Devon: Okay, I'll just edit that part out.

(quietly) Morgan: Wow.

Casey: Babies are stressful.

Morgan: Tell me about it.

You know, speaking of which... Alex... you know, there's something I want to... tell you... talk to you about...

Hold on! Wow!

It's all good... great. Alex isn't pregnant.

No, no. She just... She wants me to meet her mom.

Casey: Oh. Kathleen.

Morgan: Yeah.

Kathleen. You know, and the thing is, I feel kind of uncomfortable starting off this relationship with her with this secret about my friend-slash- not-dead-ex-fiancée.

Could you touch base with her, please, and tell her you're actually alive?

Casey: Not a good idea. Mm-mm.

Morgan: You know, uh, Alex's having a tough time with this, you know?

She's been lying to her mom this whole time, and, uh, she couldn't even talk to her when you were in a coma.

You see? So...

(sighs)

Casey: I'll think about it.

Morgan: Yes! Thank you.

Great! Perfect. You're the man!

Could you do it kind of quick, though, you know?

Because I just... I had this dinner planned on Friday...

Ellie: So, Chuck, Sarah, what are you guys thinking for the big day?

Devon: Oh, it would be so great if Clara could walk down the aisle as your flower girl.

You know, Woodcombs usually walk at six or seven months, so you really don't have to wait that long.

What are your colors going to be? Oh...

I'm a better gray than blue, just as a...

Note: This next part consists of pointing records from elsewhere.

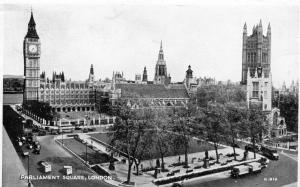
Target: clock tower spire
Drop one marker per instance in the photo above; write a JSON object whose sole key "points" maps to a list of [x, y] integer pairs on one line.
{"points": [[31, 53]]}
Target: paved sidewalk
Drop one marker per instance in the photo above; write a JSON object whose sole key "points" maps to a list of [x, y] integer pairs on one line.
{"points": [[12, 166]]}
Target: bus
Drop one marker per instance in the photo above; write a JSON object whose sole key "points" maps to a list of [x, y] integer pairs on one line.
{"points": [[65, 126]]}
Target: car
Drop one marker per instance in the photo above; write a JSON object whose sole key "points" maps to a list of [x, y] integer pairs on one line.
{"points": [[254, 167], [54, 131], [235, 145], [249, 147], [264, 162], [42, 133], [240, 170], [269, 153], [91, 129]]}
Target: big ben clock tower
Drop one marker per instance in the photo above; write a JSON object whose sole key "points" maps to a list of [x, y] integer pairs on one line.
{"points": [[31, 52]]}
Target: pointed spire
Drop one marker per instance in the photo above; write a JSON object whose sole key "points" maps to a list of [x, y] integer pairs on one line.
{"points": [[269, 28], [256, 74], [161, 52], [260, 24], [160, 44], [92, 70], [31, 32], [248, 73], [31, 21], [245, 28]]}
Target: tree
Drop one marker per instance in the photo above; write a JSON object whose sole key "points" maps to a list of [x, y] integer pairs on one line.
{"points": [[183, 120], [253, 126], [162, 137], [288, 105], [214, 122], [128, 131], [234, 118], [144, 149]]}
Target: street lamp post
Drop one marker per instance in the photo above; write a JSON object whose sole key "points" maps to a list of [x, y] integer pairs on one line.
{"points": [[62, 136], [29, 184], [86, 152]]}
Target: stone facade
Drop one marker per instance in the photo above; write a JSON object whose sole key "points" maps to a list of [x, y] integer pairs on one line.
{"points": [[256, 51], [31, 53], [161, 76], [259, 90]]}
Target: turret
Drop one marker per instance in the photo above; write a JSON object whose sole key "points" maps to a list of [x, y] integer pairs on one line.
{"points": [[145, 76], [269, 30], [245, 29]]}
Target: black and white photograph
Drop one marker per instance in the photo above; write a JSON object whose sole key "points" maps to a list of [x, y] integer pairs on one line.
{"points": [[146, 94]]}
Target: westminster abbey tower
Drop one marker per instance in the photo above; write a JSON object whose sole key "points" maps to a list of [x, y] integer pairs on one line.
{"points": [[256, 51]]}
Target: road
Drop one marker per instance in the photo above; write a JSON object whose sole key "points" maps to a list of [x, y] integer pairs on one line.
{"points": [[278, 173], [58, 157]]}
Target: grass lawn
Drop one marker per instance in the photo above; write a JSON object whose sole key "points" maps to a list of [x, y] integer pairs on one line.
{"points": [[195, 146], [80, 149]]}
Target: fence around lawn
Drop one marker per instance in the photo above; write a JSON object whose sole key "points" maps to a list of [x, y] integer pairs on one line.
{"points": [[194, 174]]}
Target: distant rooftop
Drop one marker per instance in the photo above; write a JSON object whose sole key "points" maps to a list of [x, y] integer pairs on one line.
{"points": [[13, 77], [152, 91]]}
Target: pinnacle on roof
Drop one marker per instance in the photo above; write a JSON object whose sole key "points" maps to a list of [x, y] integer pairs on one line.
{"points": [[161, 52], [92, 70], [260, 25], [31, 21]]}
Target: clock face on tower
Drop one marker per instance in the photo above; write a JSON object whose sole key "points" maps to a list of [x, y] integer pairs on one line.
{"points": [[32, 48]]}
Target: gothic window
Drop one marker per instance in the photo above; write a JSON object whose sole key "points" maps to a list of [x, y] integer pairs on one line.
{"points": [[255, 89], [275, 118], [161, 70], [248, 57]]}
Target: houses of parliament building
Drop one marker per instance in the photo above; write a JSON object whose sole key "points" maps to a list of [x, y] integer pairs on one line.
{"points": [[64, 95]]}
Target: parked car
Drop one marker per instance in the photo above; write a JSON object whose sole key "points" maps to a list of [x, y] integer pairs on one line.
{"points": [[240, 170], [254, 167], [91, 129], [42, 133], [270, 153], [36, 147], [54, 131], [264, 162], [249, 147]]}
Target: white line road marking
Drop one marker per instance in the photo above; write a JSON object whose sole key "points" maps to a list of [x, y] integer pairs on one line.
{"points": [[291, 157]]}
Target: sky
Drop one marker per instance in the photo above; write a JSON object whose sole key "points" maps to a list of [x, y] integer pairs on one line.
{"points": [[126, 38]]}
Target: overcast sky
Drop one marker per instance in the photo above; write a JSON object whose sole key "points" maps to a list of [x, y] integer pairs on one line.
{"points": [[127, 38]]}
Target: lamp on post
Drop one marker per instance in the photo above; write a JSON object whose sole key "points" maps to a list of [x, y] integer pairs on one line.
{"points": [[86, 151], [28, 181], [23, 122], [62, 136]]}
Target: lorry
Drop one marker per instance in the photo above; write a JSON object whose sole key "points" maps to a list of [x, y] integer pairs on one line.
{"points": [[240, 170]]}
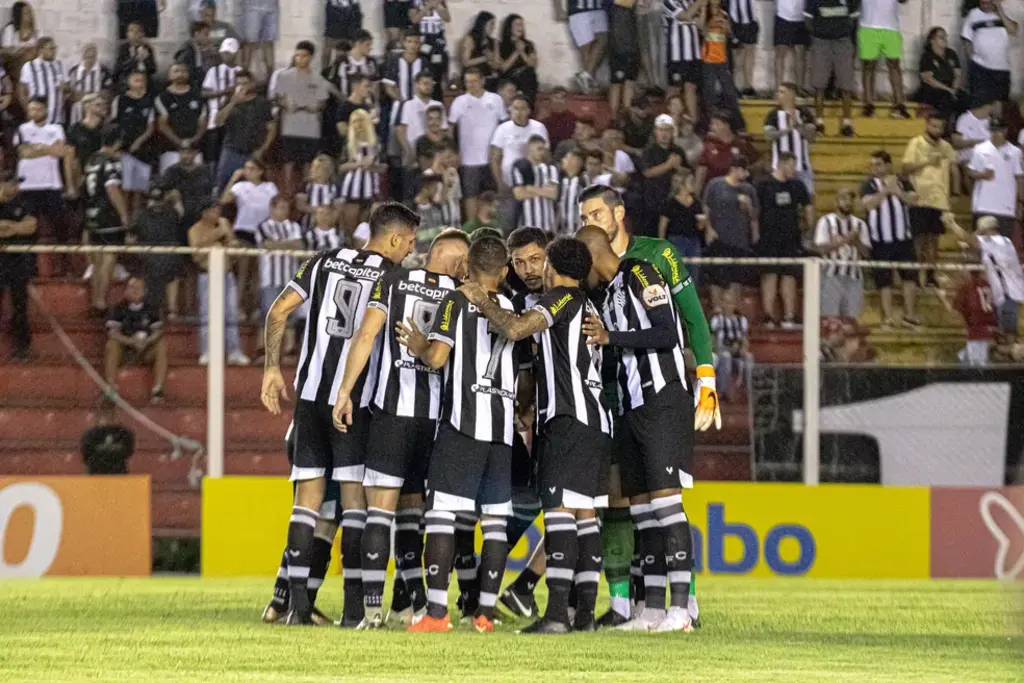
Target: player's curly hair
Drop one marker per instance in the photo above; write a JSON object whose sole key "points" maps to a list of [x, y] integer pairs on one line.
{"points": [[569, 258]]}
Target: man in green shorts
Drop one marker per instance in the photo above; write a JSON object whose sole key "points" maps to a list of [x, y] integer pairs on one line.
{"points": [[602, 207]]}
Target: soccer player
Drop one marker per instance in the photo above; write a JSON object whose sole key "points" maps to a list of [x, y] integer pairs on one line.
{"points": [[470, 464], [407, 403], [338, 284], [573, 428], [653, 450], [602, 207]]}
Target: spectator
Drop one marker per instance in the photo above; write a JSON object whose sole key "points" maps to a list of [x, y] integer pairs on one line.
{"points": [[45, 77], [249, 127], [431, 15], [986, 35], [88, 77], [17, 226], [479, 50], [682, 220], [928, 162], [745, 29], [181, 117], [40, 150], [842, 239], [941, 76], [302, 94], [783, 202], [518, 56], [880, 35], [360, 168], [832, 25], [143, 12], [792, 128], [258, 24], [886, 198], [535, 186], [218, 86], [134, 330], [733, 360], [215, 230], [560, 122], [486, 207], [135, 54], [732, 209], [476, 115], [720, 146], [134, 111]]}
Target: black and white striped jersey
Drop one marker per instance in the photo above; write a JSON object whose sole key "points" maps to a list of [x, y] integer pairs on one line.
{"points": [[889, 221], [634, 293], [337, 284], [276, 267], [539, 212], [682, 39], [841, 262], [792, 141], [568, 370], [478, 397], [44, 79], [568, 204], [85, 82], [407, 387]]}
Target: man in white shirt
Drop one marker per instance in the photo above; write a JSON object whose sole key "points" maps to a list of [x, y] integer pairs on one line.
{"points": [[998, 173], [476, 114], [880, 35], [986, 34]]}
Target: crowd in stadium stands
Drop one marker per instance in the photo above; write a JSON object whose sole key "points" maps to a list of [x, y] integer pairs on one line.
{"points": [[210, 155]]}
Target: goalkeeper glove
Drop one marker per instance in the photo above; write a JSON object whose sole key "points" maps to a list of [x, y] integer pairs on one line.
{"points": [[706, 400]]}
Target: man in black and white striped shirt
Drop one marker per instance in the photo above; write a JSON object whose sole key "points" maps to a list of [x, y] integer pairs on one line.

Mary: I still have my veil, if you want to borrow it.

Ellie: I don't... I don't know that Sarah's a veil girl.

Captain: Oh, my cousin is the raddest vegan caterer.

You got to use him.

Ellie: Honey, the wedding cake he made Jim was beige.

Captain: Well, you know what they say: something old, something new, something borrowed, something beige. (imitates buzzer) Wrong.

It's not beige... Wow...

(grumbling indistinctly) family... intense...

Sarah: I'm actually sweating.

The last time I sweat, there was g*nf*re involved.

Red? Don't use red. Red is back! Blue...

(arguing indistinctly)

What does that mean? He doesn't even eat cake!

Casey; I hear you. We need a bad guy.

So badly.

Sarah; Guys... we need a mission.

♪ Na-na na-na na-na ♪
♪ Na-na na-na na-na ♪
♪ Na-na na-na na-na ♪
♪ Na-na na-na na-na ♪
♪ Na-na na-na na-na ♪
♪ Na-na na-na na-na ♪

(whimpers)

(screen bleeps)

(clears throat)

Casey: Sorry to disturb you, General.

Beckman : No... (clears throat), not at all.

Chuck: General, we were just wondering if there was anything that you, or our country, needed, from us.

Preferably far outside of America.

Beckman: Actually, I do have a mission, but it would be off the books.

You would have no support, and it's extremely dangerous.

Chuck: We're in!

Sarah; We're in!

In!

Then your mission is to rescue and return one of our own: Agent Roan Montgomery.

(screen bleeps) Chuck: Roan Montgomery?

You mean the seduction master himself?

I love that guy.

What happened? Was he captured?

Beckman: He was last seen in a café in Marrakech.

Sarah: Uh, General, given Agent Montgomery's... proclivities, is it possible that he perhaps took an elective trip off the...

Beckman: No. That is not what happened.

We believe he was investigating local crime czarina Fatima Tazi.

She is best known for her private merc army of female soldiers.

Agent Montgomery, luckily, has a tracker on him.

It shows that he is in Fatima's fortress in Marrakech.

Locate him, and bring him safely back to the United States.

Thank you.

(screen bleeps)

Chuck: What is going on with the general? !

She's a hot mess!

Casey: Well, General Beckman and Roan Montgomery have a bit of a history.

Sarah: Their romance has been going on for decades.

Historic events happen when those two are together.

Casey: Berlin '89, Iraq '91...

Florida 2000...

Sarah: Which is why we better go get him.

(high heels clacking)

Fatima; Roan Montgomery.

Did you ever think your storied life as a spy would come to an end because you picked up a girl in a bar?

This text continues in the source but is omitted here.